Fig. 1. Polycarbonate sheet (A) is thermobent to form the vacuum-exhausted isolation locker (VEIL) shell (B). The subject lays supine inside the shell which is then enclosed by a polyvinylchloride drape (C). A darkfield (fluorescent) view from the foot of the gurney (D) facilitates imaging of aerosols and droplets in and outside the VEIL.

Figure 1

Fig. 2. Maximum intensity projections and mean pixel intensities from droplet and aerosol generation experiments. Mean pixel intensity measurements were obtained from 4 regions of interest: inside the vacuum-exhausted isolation locker (VEIL, outlined in green), outside the VEIL (outlined in purple), upper portion of VEIL (outlined in red), lower portion of VEIL (outlined in blue).
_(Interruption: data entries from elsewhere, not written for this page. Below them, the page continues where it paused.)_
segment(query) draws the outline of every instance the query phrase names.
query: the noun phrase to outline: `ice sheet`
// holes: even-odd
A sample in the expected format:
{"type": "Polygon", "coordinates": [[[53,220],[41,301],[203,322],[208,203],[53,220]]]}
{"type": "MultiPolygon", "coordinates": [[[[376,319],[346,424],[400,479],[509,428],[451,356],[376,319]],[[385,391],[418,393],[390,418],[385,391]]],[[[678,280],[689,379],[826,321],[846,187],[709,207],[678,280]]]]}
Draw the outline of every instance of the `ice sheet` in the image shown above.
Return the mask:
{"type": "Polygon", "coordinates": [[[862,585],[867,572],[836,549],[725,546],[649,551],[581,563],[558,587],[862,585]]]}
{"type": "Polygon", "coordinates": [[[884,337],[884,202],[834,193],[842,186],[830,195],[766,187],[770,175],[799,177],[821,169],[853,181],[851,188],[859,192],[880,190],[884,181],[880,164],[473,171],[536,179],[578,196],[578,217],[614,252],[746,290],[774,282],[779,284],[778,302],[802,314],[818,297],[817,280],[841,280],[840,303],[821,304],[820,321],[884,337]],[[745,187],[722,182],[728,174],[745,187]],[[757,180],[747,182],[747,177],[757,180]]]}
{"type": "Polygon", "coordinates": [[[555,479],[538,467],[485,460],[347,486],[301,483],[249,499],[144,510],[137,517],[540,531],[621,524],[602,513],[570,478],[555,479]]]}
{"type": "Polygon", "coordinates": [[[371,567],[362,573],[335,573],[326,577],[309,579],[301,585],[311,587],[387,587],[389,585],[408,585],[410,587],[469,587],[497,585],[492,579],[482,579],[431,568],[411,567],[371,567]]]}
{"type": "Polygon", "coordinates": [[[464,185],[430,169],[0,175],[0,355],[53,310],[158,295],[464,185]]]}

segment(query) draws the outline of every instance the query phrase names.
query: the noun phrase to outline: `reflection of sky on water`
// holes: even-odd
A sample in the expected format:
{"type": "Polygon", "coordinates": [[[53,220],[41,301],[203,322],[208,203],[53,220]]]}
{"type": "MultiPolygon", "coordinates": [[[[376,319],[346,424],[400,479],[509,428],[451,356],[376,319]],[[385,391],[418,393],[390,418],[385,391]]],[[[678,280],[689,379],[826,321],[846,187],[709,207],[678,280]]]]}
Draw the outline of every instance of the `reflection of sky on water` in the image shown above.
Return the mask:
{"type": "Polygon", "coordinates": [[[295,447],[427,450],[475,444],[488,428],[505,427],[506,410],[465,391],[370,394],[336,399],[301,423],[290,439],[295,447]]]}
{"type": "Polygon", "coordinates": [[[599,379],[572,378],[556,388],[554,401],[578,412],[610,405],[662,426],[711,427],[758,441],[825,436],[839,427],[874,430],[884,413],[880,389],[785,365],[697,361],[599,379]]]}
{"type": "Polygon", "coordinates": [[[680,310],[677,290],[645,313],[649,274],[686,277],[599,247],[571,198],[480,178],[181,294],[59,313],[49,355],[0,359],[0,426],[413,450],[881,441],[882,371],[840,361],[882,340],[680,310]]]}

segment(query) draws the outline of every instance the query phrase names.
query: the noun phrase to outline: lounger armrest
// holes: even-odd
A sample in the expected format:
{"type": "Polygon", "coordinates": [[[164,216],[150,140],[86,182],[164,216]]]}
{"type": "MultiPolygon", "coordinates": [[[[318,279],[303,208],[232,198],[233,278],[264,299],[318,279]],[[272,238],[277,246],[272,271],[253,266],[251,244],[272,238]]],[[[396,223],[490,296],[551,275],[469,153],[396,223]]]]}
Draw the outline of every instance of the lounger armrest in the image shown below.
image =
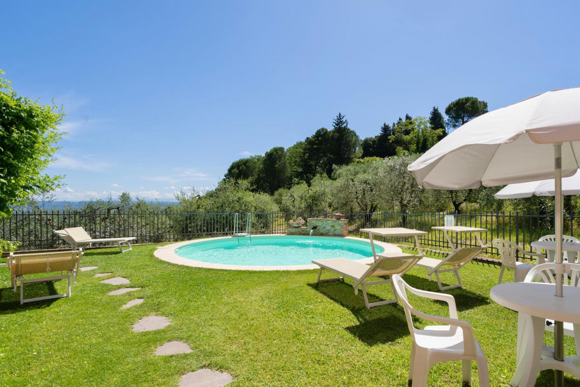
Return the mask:
{"type": "Polygon", "coordinates": [[[457,306],[455,304],[455,299],[451,295],[444,293],[437,293],[436,292],[429,292],[411,287],[407,287],[407,289],[416,296],[447,302],[447,305],[449,306],[449,318],[459,318],[459,316],[457,314],[457,306]]]}

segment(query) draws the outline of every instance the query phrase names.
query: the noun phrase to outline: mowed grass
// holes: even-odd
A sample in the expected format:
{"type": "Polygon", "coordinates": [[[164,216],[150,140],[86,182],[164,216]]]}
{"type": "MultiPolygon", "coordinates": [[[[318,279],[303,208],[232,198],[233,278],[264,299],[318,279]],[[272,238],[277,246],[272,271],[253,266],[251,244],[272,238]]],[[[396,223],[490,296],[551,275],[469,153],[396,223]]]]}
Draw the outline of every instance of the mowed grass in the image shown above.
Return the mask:
{"type": "MultiPolygon", "coordinates": [[[[317,286],[316,270],[241,271],[179,266],[153,256],[155,246],[88,250],[71,298],[20,306],[5,266],[0,267],[0,384],[2,385],[177,385],[182,375],[208,367],[231,374],[236,385],[407,385],[411,337],[400,304],[367,310],[351,282],[317,286]],[[123,286],[99,283],[97,273],[129,279],[141,290],[107,293],[123,286]],[[120,310],[128,301],[145,302],[120,310]],[[171,324],[135,333],[139,318],[157,315],[171,324]],[[173,340],[185,354],[157,356],[173,340]]],[[[481,263],[461,271],[465,288],[447,292],[459,317],[471,322],[487,356],[492,385],[507,385],[515,370],[517,314],[489,298],[499,267],[481,263]]],[[[330,277],[330,273],[323,276],[330,277]]],[[[510,280],[510,273],[505,275],[510,280]]],[[[107,278],[107,277],[104,277],[107,278]]],[[[426,270],[404,277],[411,285],[437,291],[426,270]]],[[[444,282],[452,282],[445,275],[444,282]]],[[[64,281],[29,285],[28,297],[65,291],[64,281]]],[[[390,299],[388,285],[371,286],[371,299],[390,299]]],[[[409,299],[427,313],[447,315],[446,304],[409,299]]],[[[426,325],[417,320],[416,326],[426,325]]],[[[553,339],[546,334],[545,341],[553,339]]],[[[574,342],[566,338],[567,354],[574,342]]],[[[475,363],[473,385],[478,385],[475,363]]],[[[542,372],[536,385],[552,385],[542,372]]],[[[567,386],[580,385],[568,377],[567,386]]],[[[461,386],[459,361],[434,365],[429,386],[461,386]]]]}

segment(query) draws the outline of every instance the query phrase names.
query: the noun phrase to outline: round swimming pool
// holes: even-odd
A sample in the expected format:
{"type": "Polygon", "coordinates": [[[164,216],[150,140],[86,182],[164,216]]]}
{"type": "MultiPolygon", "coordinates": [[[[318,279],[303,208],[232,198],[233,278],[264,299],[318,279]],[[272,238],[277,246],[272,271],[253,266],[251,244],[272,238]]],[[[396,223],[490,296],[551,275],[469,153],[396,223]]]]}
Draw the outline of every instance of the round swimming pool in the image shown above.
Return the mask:
{"type": "MultiPolygon", "coordinates": [[[[224,265],[288,266],[307,265],[313,259],[372,257],[368,241],[332,236],[264,235],[252,236],[251,242],[247,236],[240,238],[239,241],[237,238],[228,237],[180,245],[173,250],[179,257],[224,265]]],[[[385,252],[378,243],[375,249],[377,254],[385,252]]]]}

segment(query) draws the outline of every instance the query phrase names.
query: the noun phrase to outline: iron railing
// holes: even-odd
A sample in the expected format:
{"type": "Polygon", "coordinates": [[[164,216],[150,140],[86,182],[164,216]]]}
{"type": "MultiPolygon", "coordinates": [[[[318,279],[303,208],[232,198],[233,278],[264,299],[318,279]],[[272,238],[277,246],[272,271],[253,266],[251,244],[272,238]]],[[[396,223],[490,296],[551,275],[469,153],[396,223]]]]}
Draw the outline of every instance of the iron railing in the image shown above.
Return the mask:
{"type": "MultiPolygon", "coordinates": [[[[291,219],[302,216],[327,217],[320,213],[252,213],[252,233],[285,234],[291,219]]],[[[238,212],[244,219],[246,212],[238,212]]],[[[20,242],[19,250],[42,250],[64,247],[66,243],[54,234],[53,230],[80,226],[94,238],[136,236],[136,243],[161,243],[183,241],[205,236],[231,235],[234,231],[235,212],[182,212],[167,210],[158,212],[82,212],[79,211],[24,212],[15,211],[9,218],[1,221],[0,238],[20,242]]],[[[447,242],[442,231],[433,230],[433,226],[444,224],[445,213],[346,213],[349,219],[349,233],[366,236],[359,230],[368,227],[403,227],[429,232],[420,237],[422,246],[445,250],[447,242]]],[[[530,243],[544,235],[553,234],[554,217],[545,214],[463,213],[455,214],[455,224],[484,228],[481,234],[484,243],[491,246],[491,240],[510,240],[527,250],[530,243]]],[[[573,214],[564,217],[564,234],[580,237],[580,217],[573,214]]],[[[474,235],[451,235],[459,246],[476,246],[474,235]]],[[[383,238],[387,242],[412,244],[407,238],[383,238]]],[[[487,254],[496,255],[489,247],[487,254]]]]}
Nebulization (A–C) continuously produced droplets from 0 to 4 minutes into (A) the ambient air without the VEIL, (B) the VEIL with suction turned on at 4 minutes, and (C) the VEIL with continuous suction. The blue line in B2 rises beyond 40 units, but in C2, it saturates at 20 units. The particle accumulation overall inside the VEIL (green line) plots in C2 is approximately half of B2 and clears more quickly. Vaporized aerosols inhaled and then coughed by a healthy subject (D2–F2, arrows) into (D) ambient air without the VEIL, (E) VEIL without suction, and (F) VEIL with continuous suction shows similar reductions in particle accumulation.